ENTRY

Brown, George O. (1852–1910)

SUMMARY

George O. Brown established a family-run photography studio that recorded African American life in Richmond for seventy years. Brown, probably born enslaved, was working in the photography business by age nineteen old. He opened his own studio in 1899 and moved it to Jackson Ward, the center of Richmond’s African American community, in 1905. Two years later his skills earned him a silver medal at the Jamestown Ter-Centennial Exposition. Along with his children, Brown became the most important visual chronicler of Richmond’s African American population, documenting community life at schools, colleges, sporting events, and fraternal meetings. The studio took thousands of portraits of ordinary citizens and famed figures such as Maggie Lena Walker and Bill “Bojangles” Robinson. Brown died in 1910, but his photography business continued to operate until 1969.

Richmond Photograph Gallery and Law Office

Brown was born in August 1852 in Orange County, the son of Willis Brown and Winnie Brown. According to family tradition the family was enslaved and may have changed its surname after emancipation. Sometime after the American Civil War (1861–1865) the family moved to Richmond. He was probably the George Brown who was baptized and joined Ebenezer Baptist Church on May 7, 1871. Brown opened an account at the local bank of the Freedmen’s Savings and Trust Company on March 23, 1872. The bank records identify him as working in a photographic gallery. Most likely Brown learned photography on the job at one of Richmond’s busy studios. By 1879 he was working at the photographic gallery of George W. Davis.

On July 21, 1881, Brown married Bettie G. Mason, a teacher at Navy Hill School in Richmond. They had two sons and two daughters, but two children did not survive infancy. About 1888 they moved into a house near Ebenezer Baptist Church in Jackson Ward, the center of black residential, commercial, and cultural life in Richmond. In 1895 Brown signed a three-year partnership agreement with Rebecca P. Farley to operate the Jefferson Fine Art Gallery. Farley’s husband James Conway Farley had also worked as a photographer for G. W. Davis, and he joined forces with Brown in operating the new studio.
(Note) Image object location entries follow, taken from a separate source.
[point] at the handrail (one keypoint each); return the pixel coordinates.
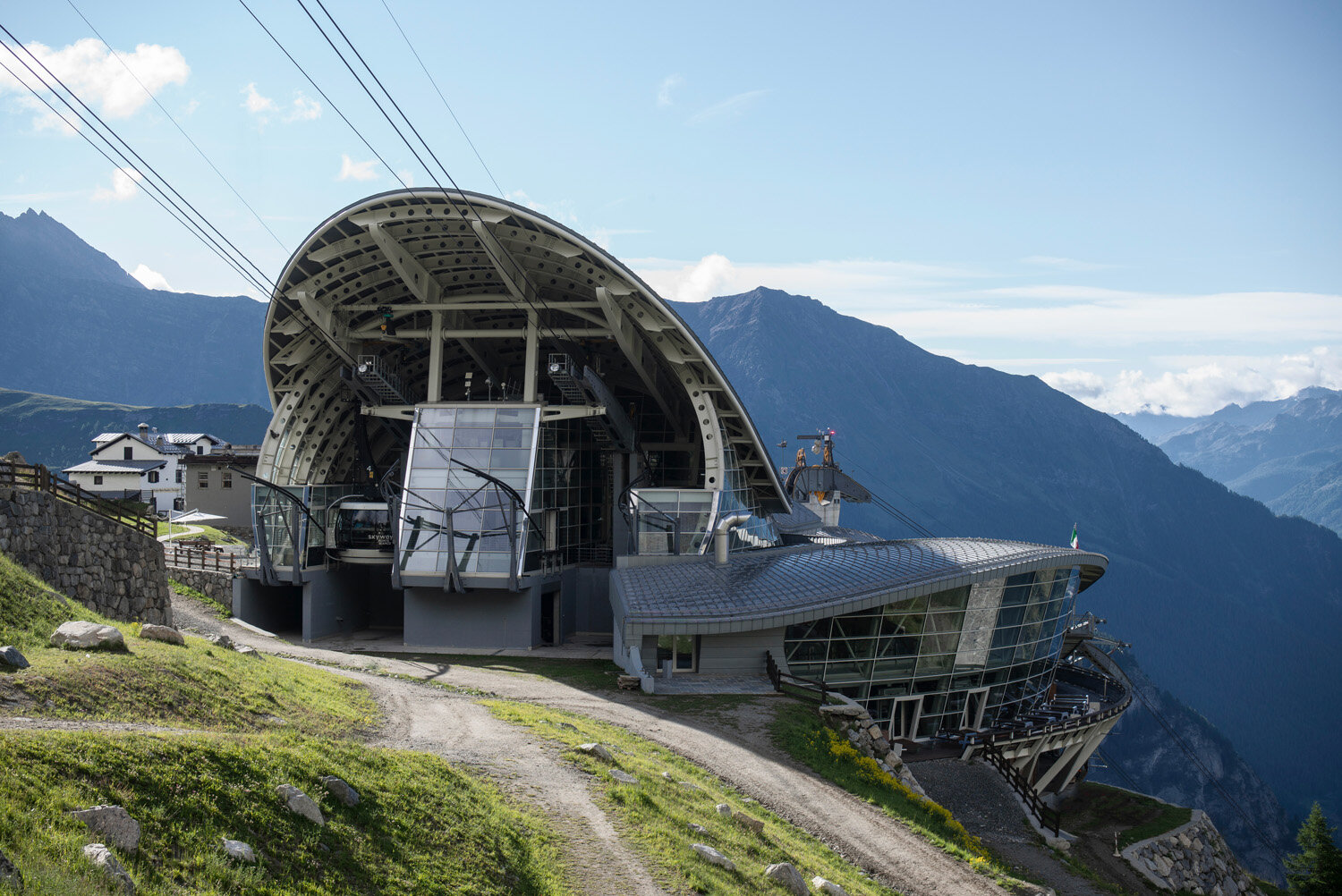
(810, 686)
(199, 558)
(38, 478)
(1046, 816)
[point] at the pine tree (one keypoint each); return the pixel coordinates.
(1317, 871)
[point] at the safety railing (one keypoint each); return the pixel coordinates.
(1046, 816)
(38, 478)
(204, 558)
(805, 689)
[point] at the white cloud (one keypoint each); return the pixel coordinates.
(1204, 384)
(303, 109)
(352, 171)
(265, 109)
(150, 279)
(668, 83)
(729, 107)
(561, 211)
(123, 182)
(1065, 265)
(91, 72)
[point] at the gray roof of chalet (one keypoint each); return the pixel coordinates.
(789, 585)
(115, 466)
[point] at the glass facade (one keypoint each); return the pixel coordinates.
(944, 660)
(451, 514)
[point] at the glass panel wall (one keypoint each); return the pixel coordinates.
(450, 512)
(1001, 635)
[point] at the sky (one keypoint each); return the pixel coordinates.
(1137, 203)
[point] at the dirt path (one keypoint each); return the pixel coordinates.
(737, 750)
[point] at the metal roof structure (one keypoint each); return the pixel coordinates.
(440, 283)
(783, 587)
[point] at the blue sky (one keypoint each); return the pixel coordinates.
(1137, 201)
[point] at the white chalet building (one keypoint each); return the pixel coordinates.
(145, 467)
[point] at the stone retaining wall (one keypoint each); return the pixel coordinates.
(850, 719)
(106, 566)
(208, 582)
(1192, 858)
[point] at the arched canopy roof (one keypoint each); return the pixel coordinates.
(767, 589)
(482, 270)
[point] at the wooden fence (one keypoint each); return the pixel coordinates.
(200, 558)
(38, 478)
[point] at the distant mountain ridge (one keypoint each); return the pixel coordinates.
(1229, 606)
(82, 326)
(1286, 453)
(56, 432)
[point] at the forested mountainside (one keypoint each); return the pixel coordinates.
(81, 326)
(53, 431)
(1232, 609)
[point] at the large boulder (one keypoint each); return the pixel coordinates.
(102, 858)
(115, 824)
(239, 850)
(596, 750)
(300, 802)
(713, 856)
(788, 877)
(161, 633)
(340, 790)
(82, 636)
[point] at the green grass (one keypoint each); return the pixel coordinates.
(1097, 807)
(654, 815)
(211, 604)
(208, 533)
(587, 675)
(421, 826)
(198, 686)
(799, 731)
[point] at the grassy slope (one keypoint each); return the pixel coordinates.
(421, 828)
(800, 732)
(655, 813)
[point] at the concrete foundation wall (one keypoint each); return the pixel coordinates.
(738, 654)
(274, 609)
(104, 565)
(497, 619)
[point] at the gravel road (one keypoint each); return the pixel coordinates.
(737, 750)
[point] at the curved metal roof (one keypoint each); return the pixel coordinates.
(770, 587)
(480, 262)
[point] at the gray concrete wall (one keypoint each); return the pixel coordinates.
(274, 609)
(335, 601)
(106, 566)
(738, 654)
(477, 619)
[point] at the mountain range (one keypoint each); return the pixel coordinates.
(54, 431)
(1232, 609)
(1287, 453)
(82, 326)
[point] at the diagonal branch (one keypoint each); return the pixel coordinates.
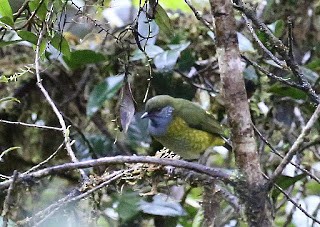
(297, 144)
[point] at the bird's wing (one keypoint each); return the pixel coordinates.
(198, 118)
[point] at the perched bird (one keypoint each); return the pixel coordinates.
(182, 126)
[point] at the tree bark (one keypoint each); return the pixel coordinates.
(251, 187)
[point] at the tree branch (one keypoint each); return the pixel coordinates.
(221, 174)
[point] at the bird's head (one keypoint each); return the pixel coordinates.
(159, 111)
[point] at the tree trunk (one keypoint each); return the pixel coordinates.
(251, 187)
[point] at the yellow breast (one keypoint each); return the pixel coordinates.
(187, 142)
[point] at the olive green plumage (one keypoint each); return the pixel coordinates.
(182, 126)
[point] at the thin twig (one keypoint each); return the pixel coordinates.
(295, 147)
(271, 75)
(199, 17)
(30, 125)
(258, 41)
(282, 156)
(64, 128)
(217, 173)
(75, 195)
(45, 161)
(7, 202)
(280, 48)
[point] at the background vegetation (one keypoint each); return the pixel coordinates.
(74, 78)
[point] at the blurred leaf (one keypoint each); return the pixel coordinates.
(127, 108)
(137, 134)
(311, 76)
(61, 44)
(151, 51)
(128, 205)
(163, 21)
(9, 99)
(6, 13)
(285, 182)
(250, 74)
(279, 28)
(245, 44)
(10, 223)
(6, 43)
(162, 205)
(169, 4)
(102, 92)
(284, 91)
(40, 7)
(79, 58)
(168, 83)
(273, 63)
(167, 59)
(28, 36)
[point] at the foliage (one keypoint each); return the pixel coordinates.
(98, 75)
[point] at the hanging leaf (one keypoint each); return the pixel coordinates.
(6, 13)
(28, 36)
(162, 205)
(80, 58)
(151, 51)
(168, 59)
(102, 92)
(163, 21)
(127, 108)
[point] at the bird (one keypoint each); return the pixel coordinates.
(182, 126)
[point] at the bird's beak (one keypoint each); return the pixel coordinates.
(145, 115)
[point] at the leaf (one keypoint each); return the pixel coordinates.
(127, 108)
(279, 28)
(9, 99)
(41, 9)
(6, 43)
(151, 51)
(102, 92)
(285, 182)
(128, 206)
(6, 13)
(28, 36)
(162, 205)
(80, 58)
(61, 44)
(167, 59)
(163, 21)
(285, 91)
(311, 76)
(245, 44)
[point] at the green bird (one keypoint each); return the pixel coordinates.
(182, 126)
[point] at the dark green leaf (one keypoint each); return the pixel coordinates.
(167, 59)
(162, 205)
(40, 7)
(285, 182)
(279, 28)
(311, 76)
(6, 13)
(61, 44)
(80, 58)
(128, 206)
(163, 21)
(6, 43)
(245, 44)
(284, 91)
(28, 36)
(102, 92)
(151, 51)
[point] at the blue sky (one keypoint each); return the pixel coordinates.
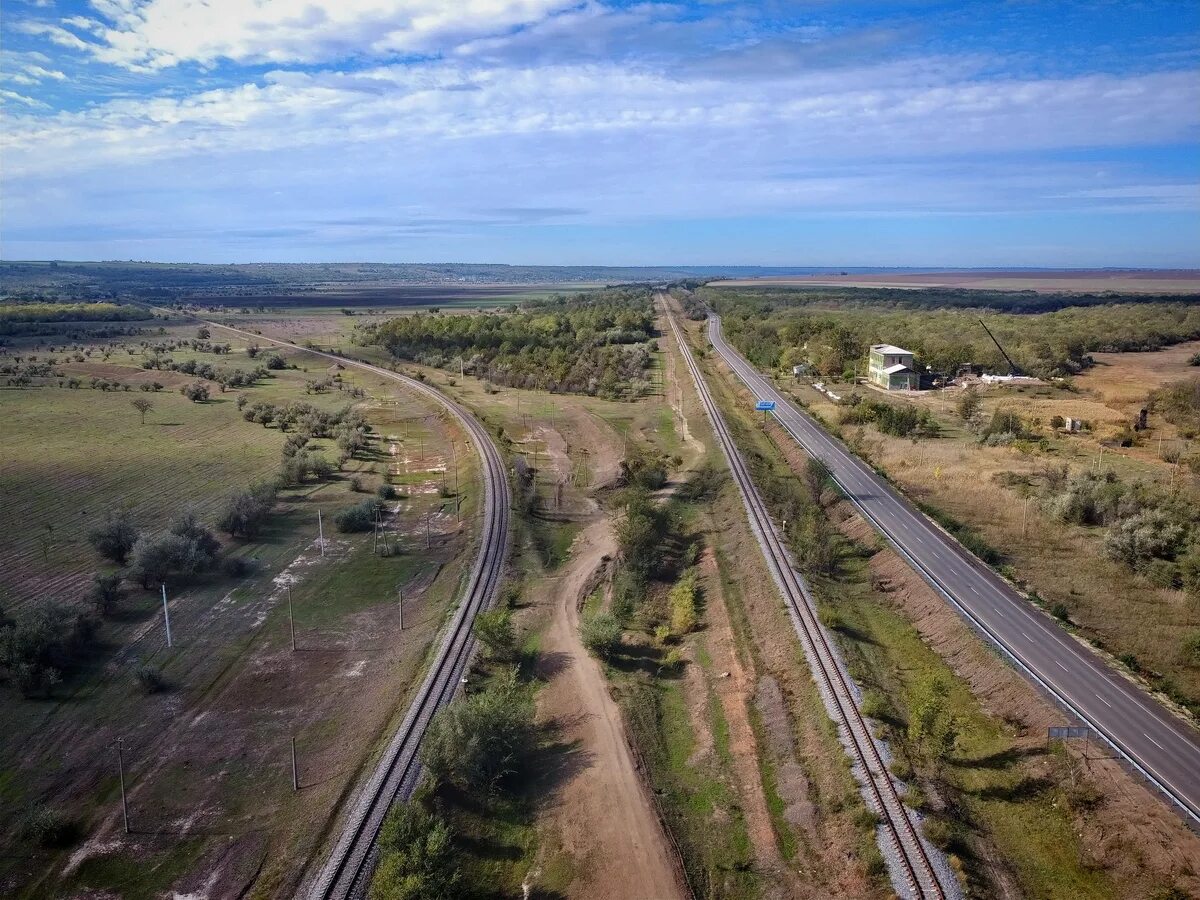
(552, 131)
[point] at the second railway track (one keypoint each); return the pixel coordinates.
(347, 870)
(919, 876)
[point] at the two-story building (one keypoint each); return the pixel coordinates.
(891, 367)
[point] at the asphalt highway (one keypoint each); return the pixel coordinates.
(1163, 748)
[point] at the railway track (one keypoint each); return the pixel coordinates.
(917, 873)
(347, 871)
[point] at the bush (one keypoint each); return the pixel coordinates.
(48, 827)
(480, 739)
(237, 567)
(150, 678)
(114, 538)
(359, 517)
(196, 391)
(417, 857)
(245, 513)
(43, 645)
(682, 603)
(601, 635)
(106, 592)
(186, 549)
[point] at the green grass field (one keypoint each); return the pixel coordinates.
(207, 759)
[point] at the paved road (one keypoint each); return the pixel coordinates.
(1164, 749)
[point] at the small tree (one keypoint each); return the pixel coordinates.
(143, 406)
(601, 634)
(493, 629)
(969, 403)
(106, 592)
(196, 391)
(417, 857)
(114, 538)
Brown had been the head photographic printer at Davis’s gallery and continued that specialty with his new partner. By 1899 Brown had opened his own studio, the Old Dominion Gallery, on East Broad Street, and in 1905 he moved his enterprise to 603 North Second Street in the heart of Jackson Ward.

Gallery of Photographs by The Browns Studio

  • Printing Press for the St. Luke Herald
    Printing Press for the St. Luke Herald

    Two African American men attend to a linotype machine used to print the St. Luke Herald, a newspaper produced by the Independent Order of Saint Luke, an African American fraternal organization in Richmond. Maggie Lena Walker, grand secretary of the Independent Order, established the newspaper in 1902 in order to spread news of the organization. 

    This photograph was taken in the early twentieth century by The Browns studio in Richmond, which chronicled the city's black community for several generations.

    Citation: Witherspoon Collection, Valentine Richmond History Center

  • World War I Veterans
    World War I Veterans

    African American veterans from World War I gather at Morris Cafeteria in Richmond on August 4, 1919. This photograph was taken by The Browns studio in Richmond, which chronicled the city's black community for several generations.

  • Maggie Walker and Staff Members of the Independent Order of Saint Luke
    Maggie Walker and Staff Members of the Independent Order of Saint Luke

    Maggie Lena Walker, grand secretary of the Independent Order of Saint Luke, an African American fraternal society, sits at center, second row from top, among staff members of the council office in Richmond. This photograph was taken in 1915 by The Browns studio in Richmond, which chronicled the city's black community for several generations.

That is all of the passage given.